Extract operates in two modes : Append mode and Overwrite mode.
Trail file format : As of Golden Gate version 10.0 each file of a trail contains a file header record that is stored at the beginning of the file. The file header contains the information about the trail file itself.
Each data record in a Golden Gate trail file contains a header area and data area. The header contains Information about the transaction environment, and the data area contains the actual data values that were extracted.

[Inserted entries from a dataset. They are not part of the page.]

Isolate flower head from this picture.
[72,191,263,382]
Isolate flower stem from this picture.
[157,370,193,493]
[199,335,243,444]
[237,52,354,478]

Overview of Extract files :
When processing a one-time run, such as an initial load or a batch run that synchronizes transactional changes Golden Gate stores the extracted changes in a extract file instead of a trail. The extract file typically is a single file but can be configured to roll over into multiple files in anticipation of limitations on the size of a file that are imposed by the operating system. In this sense, it is similar to a trail, except that check points are not recorded. The file or files are created automatically during the run. The same versioning features that apply to trails also apply to extract files.
Overview of Checkpoints :Checkpoints store current read and write positions of a process to disk for recovery purpuses. Checkpoints ensure that database changes marked for synchronization are extracted by Extract and replicat and they prevent redundant processing.
The read checkpoint of a process is always synchronized with write checkpoint. Thus if Golden Gate needs to re-read something that is already sent to the target system (for example in case of a process failure) checkpoints enable accurate recovery to the point where a new transaction starts, and Golden Gate resume processing.
Checkpoints work with inter process acknowledgements to prevent messages from being lost in the network.
Extract creates checkpoints for its positions in the data source and in the trail. Replicat creates checkpoints for its position in the trail.
A checkpoint system is used for Extract and Replicat processes that operate continuously, but it is not required for batch mode. A batch process can be re-run from its start point, whereas continuous processing requires the support for planned or unplanned interruptions that is provided by checkpoints.
Checkpoint information is maintained in checkpoint files within the dirchk sub-directory of the Golden Gate directory. Optionally Replicat checkpoints can be maintained in a checkpoint table within the target database, in addition to a standard checkpoint file.
Overview of Manager :
Manager is the control process of Golden Gate. Manager must be running on each system in the Golden Gate configuration before Extract or Replicat can be started and manager must remain running while those processes are running so that resource management functions are performed.
Manager performs the following functions :Monitor and restarts Golden Gate processes.Issue threshold reports, for example when throughput slows down or synchronization latency increases.Maintain trail files and logs.Allocate data storage space.Report errors and events.Receive and route user requests from the user interface.One manager can process can control many Extract or Replicat processes.
Overview of Collector :
Collector is a process that runs in the back ground on the target system. Collector receives extracted database changes that are sent across the TCP/IP network and it writes them to a trail or extract file. Manager starts collector automatically when a network connection required. When manager starts collector the process is known as Dynamic collector. We can run collector manually. This is known as static collector.
When a dynamic collector is used, it can receive information from only one Extract process, so there must be a dynamic collector for each extract that you use. When a static collector is used, several extract processes can share one collector. However a one-to-one ratio is optimal.